The acting is what stands out in this film. First off Matt Damon really holds his own opposite Douglas. Toward the end during his character (Liberace’s lover Scott Thorson) downward spin, you really feel the power of anger and love his character had. My favourite part of his, is when he screams at Liberace during a fight about another “young boy” Liberace may or not be sleeping with.
Rob Lowe plays a Doctor, creepy yet fun at the same time. He is part of this club but it takes time as a viewer when you first seem him onscreen. It’s very creepy in a way I haven’t seen before. Dan Aykrod is Dan Aykroyd and that not bad. I thought he was perfect for his role as was Scott Bakula and Debbie Reynolds.
Liberace himself is the reason I love this film.
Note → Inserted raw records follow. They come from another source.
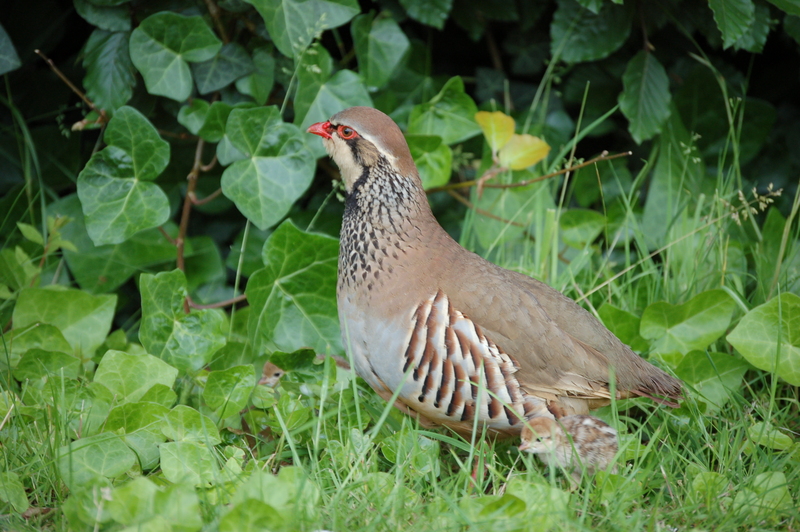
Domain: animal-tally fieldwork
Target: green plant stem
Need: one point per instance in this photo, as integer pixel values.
(784, 241)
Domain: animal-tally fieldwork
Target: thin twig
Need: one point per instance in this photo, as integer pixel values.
(179, 136)
(494, 52)
(210, 166)
(205, 200)
(482, 212)
(466, 184)
(218, 304)
(214, 11)
(784, 240)
(69, 84)
(166, 235)
(187, 209)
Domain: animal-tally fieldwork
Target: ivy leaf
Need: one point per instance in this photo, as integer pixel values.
(231, 63)
(429, 12)
(109, 77)
(293, 24)
(139, 424)
(692, 325)
(184, 341)
(117, 199)
(161, 46)
(434, 159)
(646, 98)
(755, 37)
(277, 169)
(35, 336)
(84, 319)
(9, 60)
(188, 462)
(293, 298)
(450, 114)
(733, 18)
(104, 268)
(314, 68)
(714, 375)
(134, 503)
(497, 127)
(30, 233)
(193, 115)
(129, 377)
(184, 423)
(380, 46)
(227, 391)
(83, 461)
(769, 337)
(319, 95)
(258, 85)
(577, 35)
(38, 363)
(522, 151)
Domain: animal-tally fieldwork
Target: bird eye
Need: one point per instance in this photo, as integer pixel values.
(346, 132)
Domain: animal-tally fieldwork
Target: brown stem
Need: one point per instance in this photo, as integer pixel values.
(648, 47)
(214, 11)
(210, 166)
(166, 235)
(69, 84)
(466, 184)
(205, 200)
(494, 52)
(187, 209)
(482, 212)
(179, 136)
(218, 304)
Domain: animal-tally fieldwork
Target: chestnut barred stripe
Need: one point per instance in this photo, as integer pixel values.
(453, 360)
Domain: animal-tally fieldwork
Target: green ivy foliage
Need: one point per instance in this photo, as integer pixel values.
(175, 177)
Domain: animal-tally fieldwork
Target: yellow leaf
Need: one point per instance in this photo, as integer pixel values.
(522, 151)
(497, 128)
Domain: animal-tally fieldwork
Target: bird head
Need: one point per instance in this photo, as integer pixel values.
(538, 435)
(271, 375)
(360, 138)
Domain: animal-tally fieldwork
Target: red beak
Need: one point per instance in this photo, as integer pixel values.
(321, 128)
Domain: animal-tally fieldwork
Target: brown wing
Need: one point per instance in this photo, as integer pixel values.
(559, 346)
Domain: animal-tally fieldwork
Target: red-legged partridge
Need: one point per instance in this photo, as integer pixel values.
(572, 442)
(462, 337)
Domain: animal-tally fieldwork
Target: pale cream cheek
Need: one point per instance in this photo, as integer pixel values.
(343, 156)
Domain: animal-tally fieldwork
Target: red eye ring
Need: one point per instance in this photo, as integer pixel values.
(346, 132)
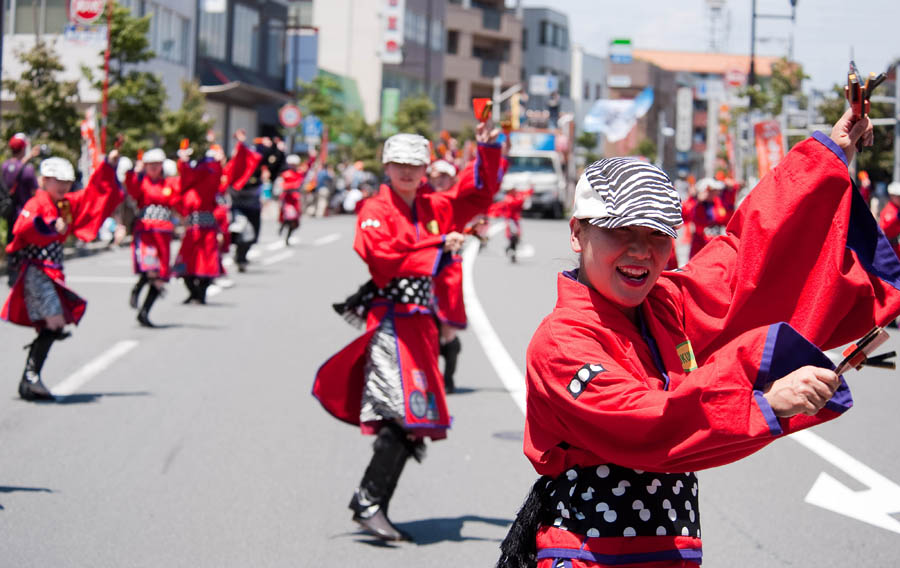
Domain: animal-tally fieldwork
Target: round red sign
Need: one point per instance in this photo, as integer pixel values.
(86, 11)
(290, 116)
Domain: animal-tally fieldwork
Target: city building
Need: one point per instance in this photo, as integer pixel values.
(546, 50)
(241, 64)
(386, 50)
(483, 42)
(171, 37)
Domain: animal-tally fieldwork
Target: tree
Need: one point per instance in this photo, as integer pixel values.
(414, 115)
(877, 159)
(46, 105)
(136, 98)
(190, 121)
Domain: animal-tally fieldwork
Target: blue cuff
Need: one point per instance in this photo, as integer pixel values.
(786, 351)
(829, 143)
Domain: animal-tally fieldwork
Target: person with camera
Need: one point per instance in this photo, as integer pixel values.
(387, 381)
(40, 297)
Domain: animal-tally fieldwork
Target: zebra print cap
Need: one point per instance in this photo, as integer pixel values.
(620, 192)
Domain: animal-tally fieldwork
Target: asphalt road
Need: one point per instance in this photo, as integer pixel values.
(198, 444)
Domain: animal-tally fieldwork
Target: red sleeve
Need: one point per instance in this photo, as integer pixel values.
(93, 204)
(33, 228)
(241, 166)
(474, 192)
(802, 248)
(714, 415)
(379, 242)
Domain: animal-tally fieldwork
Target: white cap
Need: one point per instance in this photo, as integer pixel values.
(58, 168)
(443, 167)
(125, 165)
(894, 188)
(154, 155)
(621, 192)
(409, 149)
(170, 168)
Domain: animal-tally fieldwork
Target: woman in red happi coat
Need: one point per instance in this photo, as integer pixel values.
(157, 200)
(639, 377)
(388, 381)
(40, 298)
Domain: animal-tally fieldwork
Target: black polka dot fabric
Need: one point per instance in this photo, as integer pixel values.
(408, 290)
(614, 501)
(584, 375)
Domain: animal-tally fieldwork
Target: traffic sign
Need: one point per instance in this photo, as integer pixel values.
(290, 116)
(86, 11)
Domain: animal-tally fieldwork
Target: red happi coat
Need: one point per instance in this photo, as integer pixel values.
(397, 241)
(292, 183)
(152, 238)
(889, 221)
(199, 252)
(88, 207)
(803, 268)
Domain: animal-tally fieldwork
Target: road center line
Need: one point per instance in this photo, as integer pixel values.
(504, 365)
(94, 367)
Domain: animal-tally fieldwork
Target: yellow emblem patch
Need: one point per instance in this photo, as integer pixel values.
(686, 354)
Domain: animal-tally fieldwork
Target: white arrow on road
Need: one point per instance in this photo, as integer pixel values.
(873, 506)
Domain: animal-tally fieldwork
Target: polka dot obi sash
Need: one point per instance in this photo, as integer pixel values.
(408, 290)
(615, 501)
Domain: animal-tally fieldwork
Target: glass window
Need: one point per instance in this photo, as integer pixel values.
(245, 46)
(55, 16)
(275, 56)
(213, 31)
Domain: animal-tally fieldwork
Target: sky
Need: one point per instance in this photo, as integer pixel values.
(826, 32)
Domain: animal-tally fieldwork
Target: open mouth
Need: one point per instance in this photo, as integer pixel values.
(633, 275)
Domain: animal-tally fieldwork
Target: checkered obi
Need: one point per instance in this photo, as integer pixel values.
(155, 213)
(51, 254)
(408, 290)
(201, 220)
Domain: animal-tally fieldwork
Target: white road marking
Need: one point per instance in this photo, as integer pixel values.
(277, 257)
(874, 505)
(101, 279)
(324, 240)
(92, 368)
(504, 365)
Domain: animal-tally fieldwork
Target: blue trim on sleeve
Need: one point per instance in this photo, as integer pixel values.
(786, 351)
(867, 240)
(830, 144)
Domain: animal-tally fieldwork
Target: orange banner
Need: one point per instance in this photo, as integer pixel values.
(769, 145)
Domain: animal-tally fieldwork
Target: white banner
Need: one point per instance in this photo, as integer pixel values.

Michael Douglas give one of his best, if not his best performance. He kills it with such ease. The look and voice just worked so well, that I could without a doubt, believe him as Lee. I’m amazed by Douglas’s career as I write this. I’ve never not like him in a role and he always brings something that makes watching movies so damn fun. I’m always taken away by how far he jumped over his father in the art of acting, not to say Kirt isn’t good, he’s damn good but he just seems to be a whole different Douglas and I love that. I hate not seeing him in more films and it seems that will be changing soon. I have a feeling we will be talking about Reykjavik where he plays Ronald Reagan, with Christoph Waltz (who we all love here at SR) and Frank Langella whose not playing Nixon and yet I believe the whole time I’ll be thinking of that. 
Soderbergh did a good job with this one, he makes up for The Girlfriend Experience which I have a ton of issues with. He says this is his last film, thou he has said that more times then I can count with my hands. But if this is really the last one, then I’m glad he’s going out like this!